İçeriğe atla

Uzaktan algılama

Uzaktan algılamada kullanılan Landsat 7 uydusu
Rubülhali Çölü'nde kumullar (NASA'nın Terra uydundan uzaktan algılama sistemi ASTER ile çekilen fotoğraf)

Uzaktan algılama, yeryüzünün ve yer kaynaklarının incelenmesinde onlarla fiziksel bağlantı kurmadan kaydetme ve inceleme tekniğidir.

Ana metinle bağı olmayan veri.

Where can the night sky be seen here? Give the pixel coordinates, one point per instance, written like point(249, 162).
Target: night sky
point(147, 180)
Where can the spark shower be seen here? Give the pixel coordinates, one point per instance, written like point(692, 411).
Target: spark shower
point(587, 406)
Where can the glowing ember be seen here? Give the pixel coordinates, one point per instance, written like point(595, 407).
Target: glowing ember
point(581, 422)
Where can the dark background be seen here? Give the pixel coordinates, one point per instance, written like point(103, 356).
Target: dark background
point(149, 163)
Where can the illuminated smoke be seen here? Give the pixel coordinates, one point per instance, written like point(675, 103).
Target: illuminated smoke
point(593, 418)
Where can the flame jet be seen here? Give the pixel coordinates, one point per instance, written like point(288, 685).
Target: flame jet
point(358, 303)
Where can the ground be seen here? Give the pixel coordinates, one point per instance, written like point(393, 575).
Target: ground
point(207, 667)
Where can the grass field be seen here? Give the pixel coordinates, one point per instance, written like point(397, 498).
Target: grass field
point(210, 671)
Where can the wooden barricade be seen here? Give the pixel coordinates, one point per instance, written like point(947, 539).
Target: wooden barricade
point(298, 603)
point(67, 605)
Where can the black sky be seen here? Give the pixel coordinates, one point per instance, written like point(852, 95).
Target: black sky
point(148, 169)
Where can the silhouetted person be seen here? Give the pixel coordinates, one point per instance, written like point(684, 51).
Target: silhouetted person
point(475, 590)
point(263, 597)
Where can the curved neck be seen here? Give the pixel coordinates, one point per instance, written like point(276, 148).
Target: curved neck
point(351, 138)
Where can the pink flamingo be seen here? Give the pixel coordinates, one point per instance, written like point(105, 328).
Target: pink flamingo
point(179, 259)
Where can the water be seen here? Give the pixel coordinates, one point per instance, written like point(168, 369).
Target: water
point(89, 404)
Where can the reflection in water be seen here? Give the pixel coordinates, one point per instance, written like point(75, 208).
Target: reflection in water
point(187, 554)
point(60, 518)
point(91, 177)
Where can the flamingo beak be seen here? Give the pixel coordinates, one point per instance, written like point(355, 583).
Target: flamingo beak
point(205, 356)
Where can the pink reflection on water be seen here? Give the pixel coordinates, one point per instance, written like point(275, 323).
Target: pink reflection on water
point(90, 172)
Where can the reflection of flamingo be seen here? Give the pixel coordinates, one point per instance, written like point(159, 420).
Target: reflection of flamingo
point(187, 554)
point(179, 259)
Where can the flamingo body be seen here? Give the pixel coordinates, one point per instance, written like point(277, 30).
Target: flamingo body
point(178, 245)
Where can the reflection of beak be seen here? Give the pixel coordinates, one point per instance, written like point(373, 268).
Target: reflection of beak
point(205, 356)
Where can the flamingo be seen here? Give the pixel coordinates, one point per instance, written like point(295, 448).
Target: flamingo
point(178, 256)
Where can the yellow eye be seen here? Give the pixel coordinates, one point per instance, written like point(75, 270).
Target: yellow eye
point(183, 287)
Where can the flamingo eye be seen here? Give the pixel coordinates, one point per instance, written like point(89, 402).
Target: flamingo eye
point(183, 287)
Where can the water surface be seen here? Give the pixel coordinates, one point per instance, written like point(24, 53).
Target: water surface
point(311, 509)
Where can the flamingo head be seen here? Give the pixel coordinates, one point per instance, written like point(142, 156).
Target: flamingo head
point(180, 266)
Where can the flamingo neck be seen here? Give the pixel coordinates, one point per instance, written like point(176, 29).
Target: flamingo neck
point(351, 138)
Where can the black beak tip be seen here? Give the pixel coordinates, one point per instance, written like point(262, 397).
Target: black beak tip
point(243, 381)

Yer ile herhangi bir temas olmaksızın yerin çeşitli özelliklerinin tespiti işidir. Uzaktan algılama kısa bir tanım yapılacak olursa, fiziksel temas olmadan cisimler hakkında bilgi almaktır. Bu iş için temel şey enerjidir. Enerji olmadan algılama yapmak imkânsızdır. Nasıl ki doğadaki tüm olaylar bir enerji vasıtasıyla gerçekleşiyorsa uzaktan algılamada bu şekilde enerji vasıtasıyla gerçekleşir.

Uzaktan algılamanın anlaşılabilmesi için kendi beş duyumuzun algı özellikleri kısaca olsa da bilmekte yarar vardır. Gözlerimiz görüş alanına düşen tüm cisimleri alır ve değerlendirip tanımlaması için beyine gönderir, beyinde bunları değerlendirip algının tamamlanmasını sağlar. Aynı şekilde kulak da etraftan yayılan ses dalgalarını toplayarak anlamlandırması için beyne gönderi ve beyinde tanımlama işlevini böylece tamamlayarak duyma dediğimiz olayın gerçekleşmesini sağlar. Tüm bu olayların gerçekleşmesi içinde ATP enerjisi kullanılır. Uzaktan algılama için kullanılan enerji kaynağıda ya güneştir ya da yapay bir güç kaynağıdır.

Uzaktan algılamanın gerçekleşebilmesi için 7 şartın yerine gelmesi gerekmektedir.

  • Enerji kaynağı ya da ışıma
  • Işınım veya radyasyon ve atmosfer
  • Hedef ve interraksiyon
  • Sensör tarafından kaydedilen enerji
  • Transmisyon, alma ve işleme
  • Yorumlama ve analiz
  • Uygulama

Özellikleri

Doğal çevrenin önemli bir bölümünün dinamik nitelikte olması bunların bir kez belirlenmesi ile yetinilmeyip sık sık takip edilmelerini gerektirmektedir. Bunun için de, modern havacılık ve uzay teknolojisinden yararlanılır. Uzaktan algılama adı verilen yöntemle havadan ve uzaydan elde edilen görüntüler yorumlanabilir.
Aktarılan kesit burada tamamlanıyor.